Trying to understand what layer of AKKA clustering is sending occasional messages to dead latter when volume increase or all receiving actor are busy doing the work as well as how to tune it to eliminate such behavior.
Here is basic topology: 2 nodes. Node1 consist of set of actors(lets call them publishing actors) and akka cluster aware router. publishing actors publish messages to the router (RoundRobin) that in turn routs messages to Node2 consisting of worker actors(lest call them subscriber actors) that receive message and do some work and ack back to publishing routers.
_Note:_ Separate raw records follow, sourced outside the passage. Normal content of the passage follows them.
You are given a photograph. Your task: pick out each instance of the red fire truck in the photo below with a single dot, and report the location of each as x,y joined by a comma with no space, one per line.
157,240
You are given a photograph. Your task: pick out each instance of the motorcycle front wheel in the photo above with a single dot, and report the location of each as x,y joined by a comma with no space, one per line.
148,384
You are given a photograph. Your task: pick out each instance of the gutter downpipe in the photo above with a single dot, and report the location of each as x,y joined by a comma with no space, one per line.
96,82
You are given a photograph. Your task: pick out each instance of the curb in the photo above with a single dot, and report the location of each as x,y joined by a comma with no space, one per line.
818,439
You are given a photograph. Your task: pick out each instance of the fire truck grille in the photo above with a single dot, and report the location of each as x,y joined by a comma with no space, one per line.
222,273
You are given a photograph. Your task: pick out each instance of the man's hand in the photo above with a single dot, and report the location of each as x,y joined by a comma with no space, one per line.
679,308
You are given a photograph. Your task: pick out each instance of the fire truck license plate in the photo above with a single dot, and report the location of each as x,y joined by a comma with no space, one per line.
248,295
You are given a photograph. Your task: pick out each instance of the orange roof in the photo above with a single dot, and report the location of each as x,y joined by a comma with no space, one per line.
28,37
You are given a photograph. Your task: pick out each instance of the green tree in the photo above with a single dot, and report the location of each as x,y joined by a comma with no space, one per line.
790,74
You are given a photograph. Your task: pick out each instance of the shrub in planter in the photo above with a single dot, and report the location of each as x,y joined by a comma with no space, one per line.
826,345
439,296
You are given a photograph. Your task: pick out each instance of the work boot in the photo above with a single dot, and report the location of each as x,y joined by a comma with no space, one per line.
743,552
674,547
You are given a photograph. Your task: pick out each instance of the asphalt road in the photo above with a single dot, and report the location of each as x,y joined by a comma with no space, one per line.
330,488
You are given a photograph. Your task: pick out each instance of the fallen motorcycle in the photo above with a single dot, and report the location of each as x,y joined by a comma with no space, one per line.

Observations: under high rate (well not that high for akka, 10K in 10 sec) of published messages and subscriber workers are busy, i see occasional dead latter from both sides (publishing actors and subscriber actors acking back). The rate of dead latter was almost 30-40% but after profiling and noticing thread starvation and configuring separate dispatcher for cluster and PinnedDispatcher for subscriber workers, we were able to reduce dead latter rate to 1-2%. Worth noting here that high rate of dead latter was observed when default dispatcher with for-join thread pool was used and number of actors higher then number of threads; and much lesser rate when number actors less then number of threads leading us to convulsion that fork-join pool is being used by other akka system processing. Ram, GC and CPU looks under control. It is using default unbounded mail box , so can not be related with buffer. As Far as I know akka doe snot manage back pressure
Of course we do understand that akka doe snot gurantee delivery and we have to implement our own retry logic. Main attempt here is to understand what is causing dead latter: is it occurring on akka remoting, netty transport layer..., are there some time out implemented that can be tuned and configured.
I have spend quite a good chunk of time profiling, adding extra logging , capturing dead latter and logging but did not get any clue on actual cause.
Any hints, things to try or additional information is greatly appreciated
Here is the config we added:
cluster-dispatcher { type = "Dispatcher" executor = "fork-join-executor" fork-join-executor {
parallelism-min = 2
parallelism-max = 4 } }
#usde by worker worker-pinned-dispatcher { executor = "thread-pool-executor" type = PinnedDispatcher }